NARASINETWORK.COM - KAB. BANDUNG
-Rencana pembangunan lapangan sepakbola di atas lahan carik Desa Bumiwangi, Kecamatan Ciparay Kabupaten Bandung kini menjadi sorotan warga. Proyek yang digagas sejak beberapa waktu lalu itu dinilai tidak menunjukkan progres berarti dan justru memunculkan dugaan kepentingan lain di balik pengelolaannya.
Beberapa warga yang tinggal tak jauh dari lokasi mengaku heran dengan pilihan lokasi lapangan. Menurut mereka, area di sekitar puncak Gunung Bumiwangi tersebut bukanlah tempat yang ideal.
"Ini kalo hujan lumpuran tanah merah itu kebawah dari bukit, wah pokoknya parah licin banyak warga dan pengguna jalan terjatuh," ucap warga yang meminta namanya dipublikasi.
"Buat apa lapangan bola di sana? Warga juga tidak pernah meminta itu. Kita nilai ada udang di balik batu sebenarnya,” kata warga lainnya.
Tidak hanya mempertanyakan urgensinya, warga juga menyinggung adanya aktivitas yang dianggap janggal. Mereka menyebutkan bahwa tanah buangan dari pengerjaan lokasi diduga diperjualbelikan.
"Tanahnya juga dijual-belikan kepada berbagai pihak untuk kepentingan pribadi,” kata warga lainnya.
Dugaan tersebut memperkuat persepsi bahwa proyek ini tidak dikelola secara transparan.
Sementara itu, Kepala Desa Bumiwangi, Ayi Lukman Hakim, menepis tudingan bahwa proyek lapangan bola dibiarkan terbengkalai. Ia menyebutkan, keterlambatan terjadi karena keterbatasan dana.
“Jadi bukan mangkrak. Dana anggarannya belum ada lagi. Itu pun sebelumnya hanya separuh dari dana desa, seadanya,” jelasnya.

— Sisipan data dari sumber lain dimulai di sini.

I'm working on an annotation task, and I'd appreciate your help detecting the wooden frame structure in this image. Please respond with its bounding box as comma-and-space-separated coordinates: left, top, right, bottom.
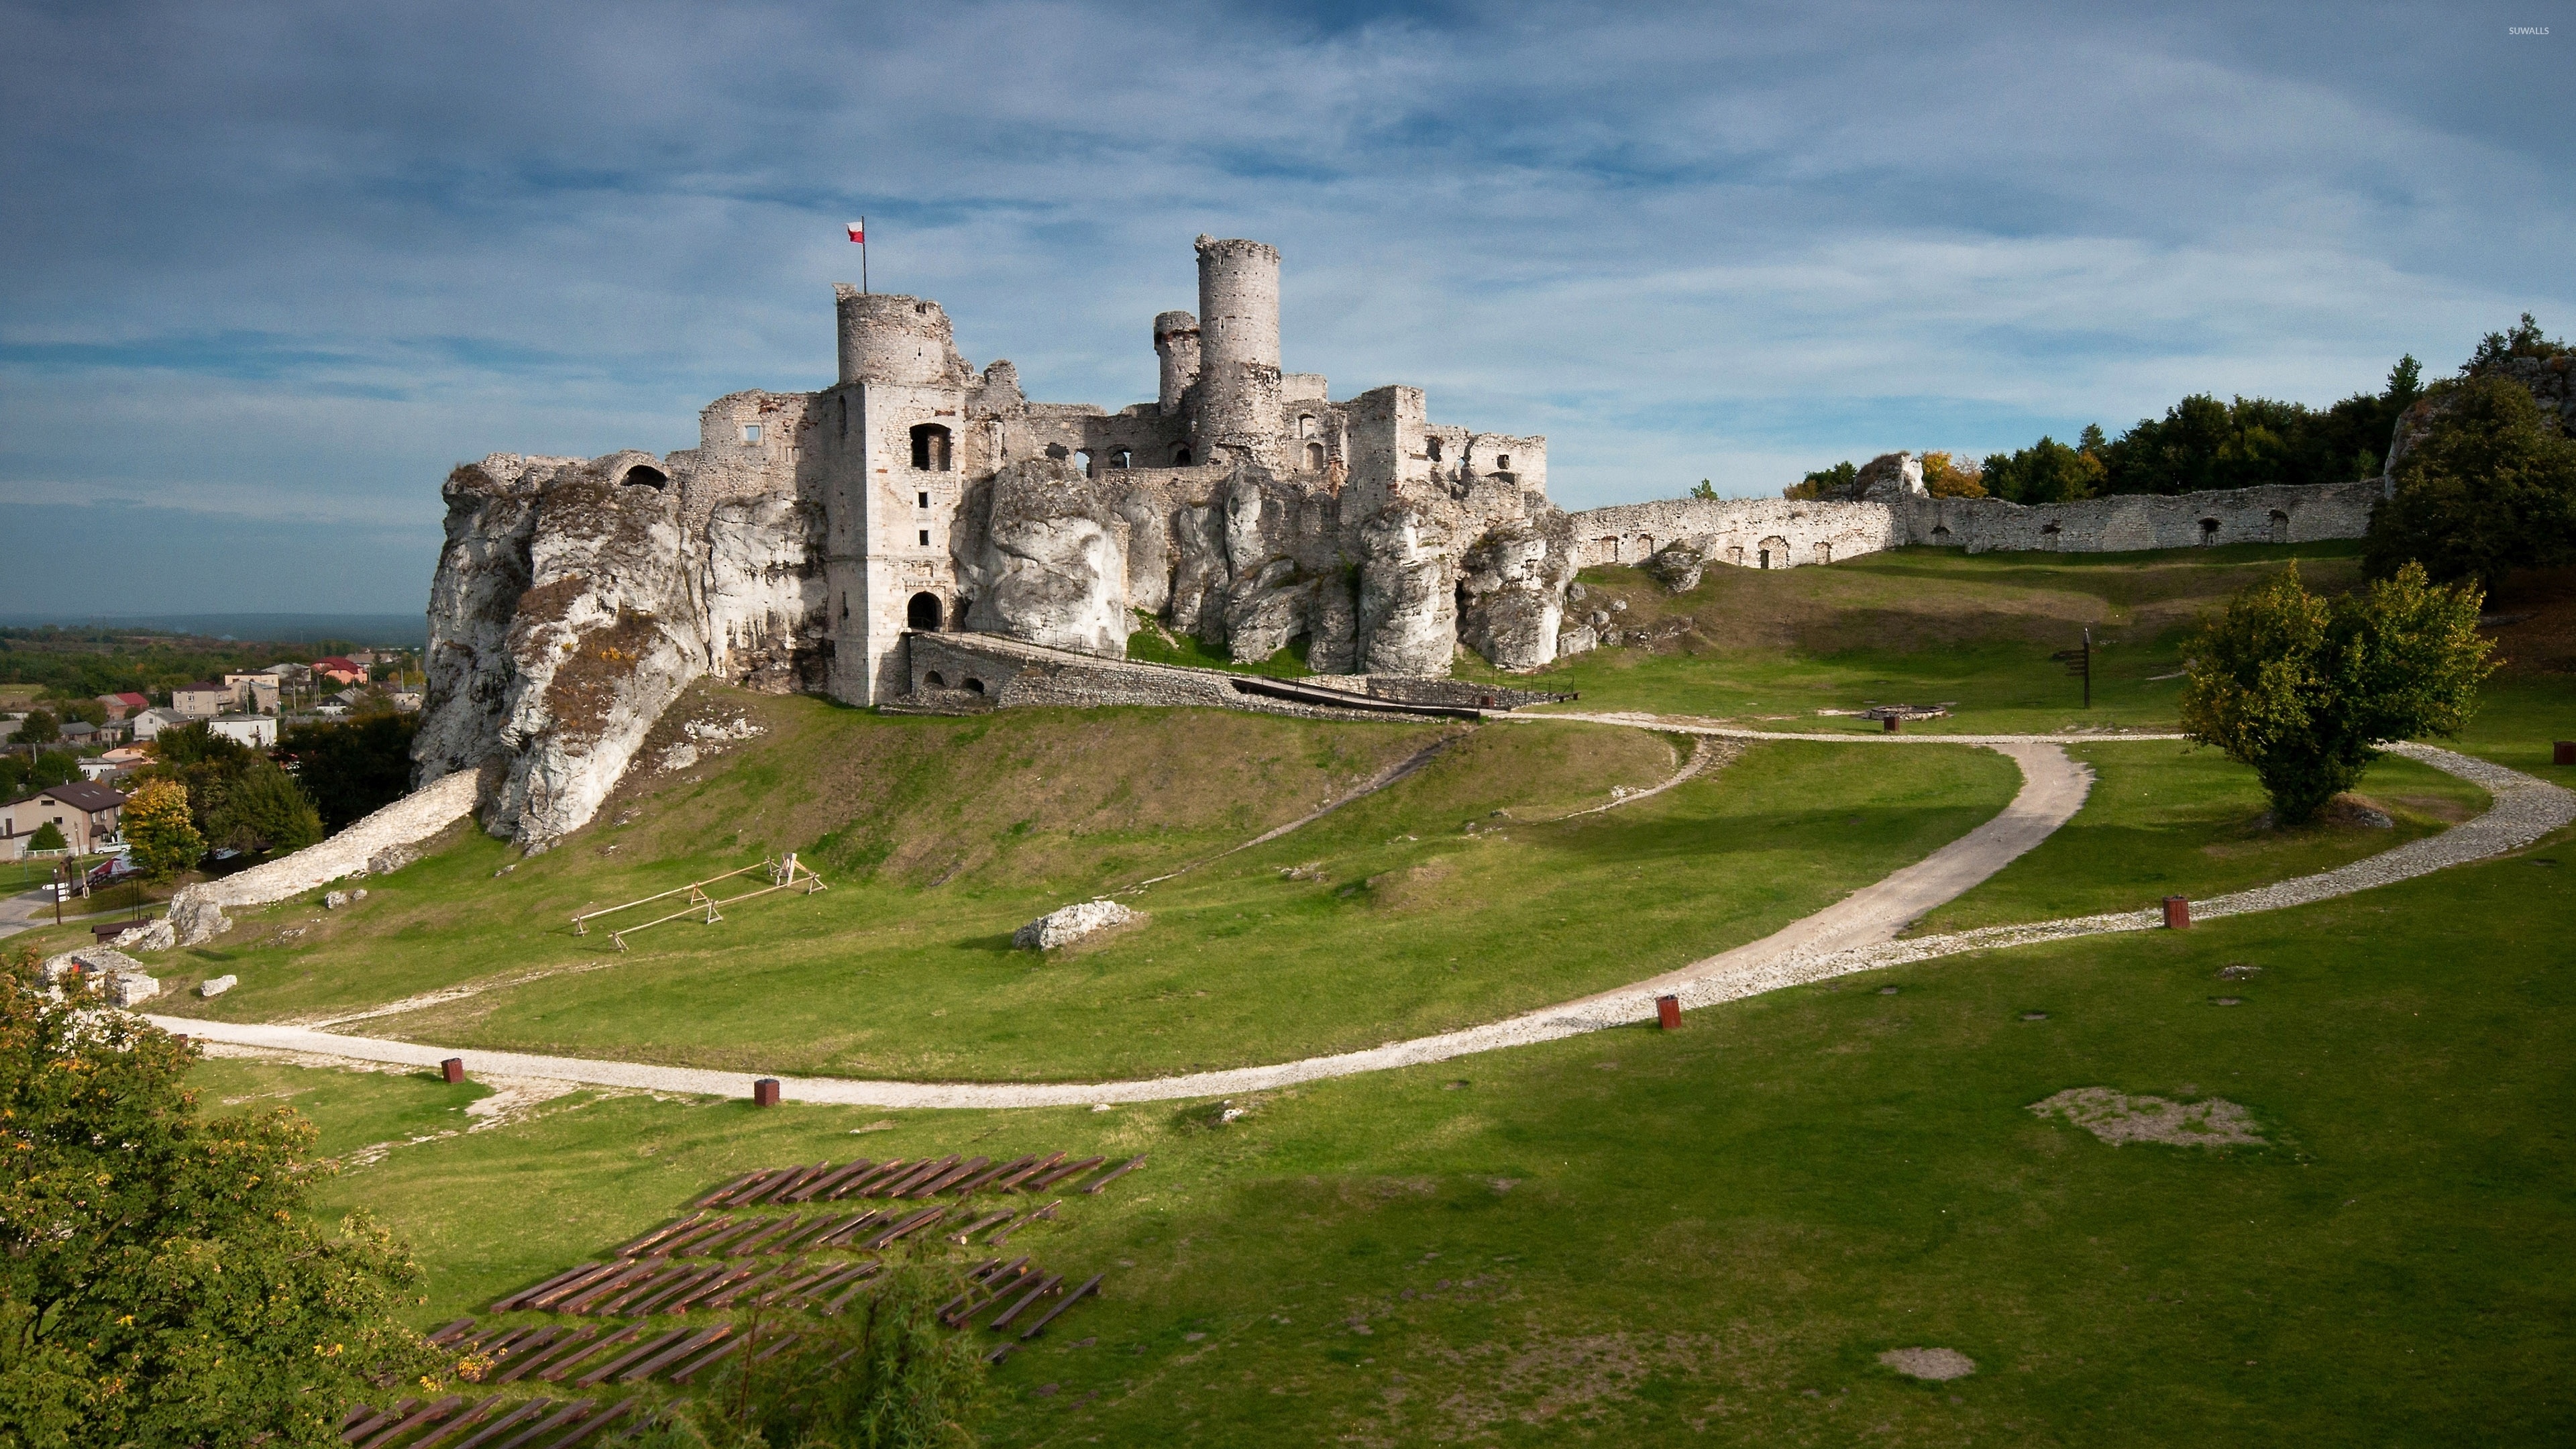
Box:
572, 855, 827, 951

Ayi menegaskan bahwa pembangunan lapangan bola merupakan bagian dari janji kampanye Pilkades, sebagai respons terhadap aspirasi para pemuda desa.
“Itu aspirasi pemuda. Saya janji waktu kampanye akan membuat lapangan bola. Sekarang polemiknya saja yang belum tuntas,” katanya.
Ia juga menyampaikan bahwa pengelolaan lapangan dipercayakan kepada seseorang bernama Revin.
“Yang mengelola ini Revin, anak dari bendahara Partai Golkar DPC Kabupaten Bandung. Dia dipilih dan didukung oleh pemuda Bumiwangi,” tambah Ayi.
Penyebutan nama tersebut justru memantik pertanyaan warga mengenai kemungkinan adanya kepentingan politik atau relasi tertentu dalam pengambilan keputusan.
Selain polemik lahan carik, Desa Bumiwangi juga tengah dihadapkan pada maraknya pembangunan perumahan dan kavling yang diduga melanggar aturan tata ruang. Kepala desa mengakui bahwa banyak pengembang tidak memenuhi syarat administrasi.
“Saya baru menjabat dua tahun. Dari puluhan perumahan dan kavling di sini, baik yang baru maupun lama, perumahannya memang belum menyampaikan surat-surat persyaratan perizinan. Termasuk fasos dan fasumnya,” ungkap Ayi.
Pengakuan tersebut menunjukkan lemahnya kontrol dan kepatuhan dalam pengelolaan ruang di wilayah tersebut. Situasi ini semakin memperkuat dugaan bahwa tata kelola lahan di Desa Bumiwangi perlu ditinjau ulang secara menyeluruh.
Mandeknya pembangunan lapangan bola, dugaan jual beli tanah buangan, serta maraknya pembangunan perumahan tanpa izin yang lengkap, menimbulkan pertanyaan besar: siapa sebenarnya yang paling diuntungkan dari pengelolaan lahan di Bumiwangi?
Hingga kini, warga menilai pemerintah desa belum memberikan penjelasan menyeluruh terkait progres, penggunaan anggaran, maupun skema pengelolaan tanah carik. Ketiq1dakjelasan inilah yang memicu lahirnya berbagai spekulasi dan ketidakpercayaan.